153. O contexto assinalado, ademais, não pode ser desvinculado, ao menos em seus
aspectos gerais, da impunidade generalizada existente no país (par. 83 supra). Portanto, a
existência de tal situação atua como um fator adicional que corrobora com o conhecimento
estatal sobre uma situação de risco.
154. Com base no exposto, a Corte infere que, a partir da denúncia formalizada por Rosa
Elvira Franco Sandoval, o Estado teve conhecimento da situação de risco em que se
encontrava sua filha, María Isabel Veliz Franco. O Estado, além disso, conhecia, ou devia
conhecer, a possibilidade de o exposto na denúncia estar inserido em um contexto que
potencializava a probabilidade de uma lesão aos direitos dessa menina.

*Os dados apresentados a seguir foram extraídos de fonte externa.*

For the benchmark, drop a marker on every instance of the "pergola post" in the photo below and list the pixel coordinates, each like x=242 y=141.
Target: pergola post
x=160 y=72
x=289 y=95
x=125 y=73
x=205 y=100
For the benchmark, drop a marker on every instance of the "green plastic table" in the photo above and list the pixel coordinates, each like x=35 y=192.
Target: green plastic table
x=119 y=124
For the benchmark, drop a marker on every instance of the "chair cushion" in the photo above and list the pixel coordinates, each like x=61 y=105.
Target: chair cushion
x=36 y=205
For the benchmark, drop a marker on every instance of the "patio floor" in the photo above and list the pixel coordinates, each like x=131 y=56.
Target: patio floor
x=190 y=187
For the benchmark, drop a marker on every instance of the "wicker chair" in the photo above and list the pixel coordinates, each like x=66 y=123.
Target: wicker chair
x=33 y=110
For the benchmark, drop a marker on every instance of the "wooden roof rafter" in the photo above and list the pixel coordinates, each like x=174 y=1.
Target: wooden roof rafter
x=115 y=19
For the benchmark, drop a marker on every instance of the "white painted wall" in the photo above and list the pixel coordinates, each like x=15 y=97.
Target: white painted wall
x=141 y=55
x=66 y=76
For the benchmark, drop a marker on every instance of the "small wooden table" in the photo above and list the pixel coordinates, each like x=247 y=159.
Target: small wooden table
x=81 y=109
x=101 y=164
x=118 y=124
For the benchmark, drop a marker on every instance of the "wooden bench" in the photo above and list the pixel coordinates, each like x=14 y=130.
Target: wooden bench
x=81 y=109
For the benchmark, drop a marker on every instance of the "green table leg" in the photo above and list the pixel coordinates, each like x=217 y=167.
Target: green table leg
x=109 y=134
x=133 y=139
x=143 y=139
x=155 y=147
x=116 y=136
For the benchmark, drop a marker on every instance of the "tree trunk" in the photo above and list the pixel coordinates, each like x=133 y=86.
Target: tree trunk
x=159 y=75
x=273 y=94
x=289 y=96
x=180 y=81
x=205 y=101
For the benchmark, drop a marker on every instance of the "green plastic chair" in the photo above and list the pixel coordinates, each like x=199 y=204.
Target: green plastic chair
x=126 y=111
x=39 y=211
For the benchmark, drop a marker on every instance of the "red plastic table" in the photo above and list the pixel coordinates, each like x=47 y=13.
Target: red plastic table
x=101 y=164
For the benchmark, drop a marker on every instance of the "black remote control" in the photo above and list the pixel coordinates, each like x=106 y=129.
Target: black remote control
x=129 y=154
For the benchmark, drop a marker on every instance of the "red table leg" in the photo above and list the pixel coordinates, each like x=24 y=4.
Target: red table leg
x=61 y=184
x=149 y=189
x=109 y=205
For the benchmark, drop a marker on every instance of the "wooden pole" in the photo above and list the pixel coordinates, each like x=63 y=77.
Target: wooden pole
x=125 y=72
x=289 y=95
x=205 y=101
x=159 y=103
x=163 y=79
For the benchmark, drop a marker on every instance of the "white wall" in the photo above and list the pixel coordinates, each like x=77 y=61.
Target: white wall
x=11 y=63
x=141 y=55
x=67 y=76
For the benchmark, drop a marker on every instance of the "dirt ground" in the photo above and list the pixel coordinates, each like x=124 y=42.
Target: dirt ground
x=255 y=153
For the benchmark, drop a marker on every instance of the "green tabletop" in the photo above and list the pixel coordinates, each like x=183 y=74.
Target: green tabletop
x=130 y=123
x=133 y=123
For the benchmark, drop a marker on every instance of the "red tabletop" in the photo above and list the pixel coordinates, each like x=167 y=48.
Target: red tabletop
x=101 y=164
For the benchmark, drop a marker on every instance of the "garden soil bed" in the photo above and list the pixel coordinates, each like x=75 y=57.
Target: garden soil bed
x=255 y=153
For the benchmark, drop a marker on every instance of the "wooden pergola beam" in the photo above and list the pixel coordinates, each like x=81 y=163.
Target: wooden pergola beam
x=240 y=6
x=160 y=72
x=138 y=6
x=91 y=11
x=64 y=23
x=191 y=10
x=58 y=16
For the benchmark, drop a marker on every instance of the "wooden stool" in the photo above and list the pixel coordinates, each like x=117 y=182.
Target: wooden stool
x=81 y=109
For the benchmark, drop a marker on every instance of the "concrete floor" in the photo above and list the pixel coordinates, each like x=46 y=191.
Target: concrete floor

B.1.2. Possibilidades de uma atuação estatal diligente para prevenir o risco e
sua concretização
155. Diante do exposto, ficou estabelecida a real possibilidade de María Isabel Veliz Franco
estar viva quando sua mãe denunciou seu desaparecimento às autoridades (par. 144 supra). A
falta de certeza a esse respeito, ademais, é atribuível à falta de determinação pelo Estado,
no
245
Cabe notar que, em 1994, o Comitê sobre os Direitos da Criança elaborou diretrizes para a apresentação de relatórios em
1994 por parte dos Estados. Cf. Comitê sobre os Direitos da Criança. 7° período de sessões. “Panorama geral do procedimento de
elaboração de relatórios”. Um Doc. CRC/C/33. 24 de outubro de 1994. O mesmo Comitê, em julho de 2001, expressou com
relação à Guatemala “preocupação, porque segue-se reunindo dados relativos principalmente a saúde e a educação e não a todas
as esferas que abarcam a Convenção sobre os Direitos da Criança. Recomendou ao Estado Parte que continue elaborando um
sistema para a reunião de dados e de indicadores desagregados por sexo, idade, grupos indígenas e minoritários, e por zona
urbana ou rural, que levem em consideração às disposições da [Convenção sobre os Direitos da Criança]. Esse sistema deveria
incluir a todos os menores de 18 anos e prestar especial atenção às crianças especialmente vulneráveis”. Observações finais do
Comitê dos Direitos da Criança: Guatemala. 27° período de sessões, 9/7/2001. CRC/C/15/Add. 154, pars. 30 e 31.